The Totos carried off the plates. The porters huddled around their fires, wrapped in blankets, the steady drone of their voices carrying to the tent. Smoke from the fires hung in a cloud over the clearing. The cloud was pink from the light of the fires.
“Where do you shoot a gorilla?” Jay asked.
“In the head, I should imagine,” said Mr. Palmer.
“Yes,” the professor said. “We must try for the head. If we break one of the big arteries in the body we won’t be able to embalm him.”
“That means getting very close,” Bill said.
“Quite,” Mr. Palmer said.
“Is there any danger of one biting us? If we have to come so close?”
Mr. Palmer looked at him curiously through his blue sharpshooter’s eyes. “Don’t know,” he said. “Something certainly bit our black friend.”
“But a well-placed shot would stop a gorilla, wouldn’t it?”
“Stop anything. Stop an elephant.” Mr. Palmer’s eyes were reflective. He was studying Bill. “Difficult, though, to obtain a shot in heavy brush.”
“I hope it doesn’t develop into a hand-to-hand combat,” Bill said.

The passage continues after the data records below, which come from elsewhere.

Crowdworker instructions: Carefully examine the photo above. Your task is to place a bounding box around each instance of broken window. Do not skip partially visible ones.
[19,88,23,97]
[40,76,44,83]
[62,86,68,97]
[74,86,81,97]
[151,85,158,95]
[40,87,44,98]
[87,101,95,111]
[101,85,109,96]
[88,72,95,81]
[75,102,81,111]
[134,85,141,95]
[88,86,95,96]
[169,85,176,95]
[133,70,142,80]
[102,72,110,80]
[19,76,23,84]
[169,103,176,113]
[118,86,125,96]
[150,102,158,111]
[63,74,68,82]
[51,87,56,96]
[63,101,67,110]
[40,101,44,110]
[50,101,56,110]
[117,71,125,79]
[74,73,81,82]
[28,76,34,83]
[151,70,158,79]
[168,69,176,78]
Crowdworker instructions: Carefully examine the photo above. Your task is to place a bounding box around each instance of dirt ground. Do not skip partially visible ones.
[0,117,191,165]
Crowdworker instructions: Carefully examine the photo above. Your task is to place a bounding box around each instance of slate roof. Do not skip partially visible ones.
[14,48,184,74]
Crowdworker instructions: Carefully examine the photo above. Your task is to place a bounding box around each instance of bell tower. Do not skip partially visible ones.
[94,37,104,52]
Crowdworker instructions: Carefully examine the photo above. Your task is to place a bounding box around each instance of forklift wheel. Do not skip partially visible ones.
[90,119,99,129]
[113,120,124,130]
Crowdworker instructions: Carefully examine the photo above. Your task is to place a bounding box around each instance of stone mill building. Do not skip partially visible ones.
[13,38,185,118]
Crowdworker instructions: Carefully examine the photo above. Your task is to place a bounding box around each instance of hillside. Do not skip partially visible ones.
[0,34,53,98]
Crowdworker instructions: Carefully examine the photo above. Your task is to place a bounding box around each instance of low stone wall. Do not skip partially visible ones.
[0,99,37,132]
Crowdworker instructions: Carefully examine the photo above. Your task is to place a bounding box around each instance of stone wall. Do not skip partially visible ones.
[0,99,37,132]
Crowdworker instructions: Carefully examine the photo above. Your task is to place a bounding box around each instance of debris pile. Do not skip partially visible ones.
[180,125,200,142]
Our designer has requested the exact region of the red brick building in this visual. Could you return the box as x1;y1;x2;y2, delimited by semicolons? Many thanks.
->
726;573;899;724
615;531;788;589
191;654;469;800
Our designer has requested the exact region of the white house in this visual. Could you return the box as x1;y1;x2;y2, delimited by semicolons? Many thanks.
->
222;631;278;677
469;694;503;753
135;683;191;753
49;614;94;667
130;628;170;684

Jay said, “It’s just as well I’m staying in camp.”
Bill noticed they were looking at him. “I’m not scared,” he said, “I just don’t want Prof to get in a melee.”
“It won’t come to that,” Mr. Palmer said.
Bill had turned red. “I’m only scared of lions.”
“I’m sure the lions feel the same way, William,” the professor said.
“Yes,” Mr. Palmer said.
The hunter was smiling at the professor. Jay could see he liked him. If Mr. Palmer judged people by their guts, Jay thought, the professor was one he could be sure about. He was really brave, with the absolute bravery of some peaceful people. He lived in a world where personal considerations such as pride and lust and hatred and cowardice were absent. He loved the truth with a fine impersonal love. He was the way, Jay thought, Audubon and Thoreau and Galileo and Thomas More and Archimedes must have been. While the professor was being killed by a gorilla, he would be wondering if the animal’s molars were marked with the same cusps as man’s.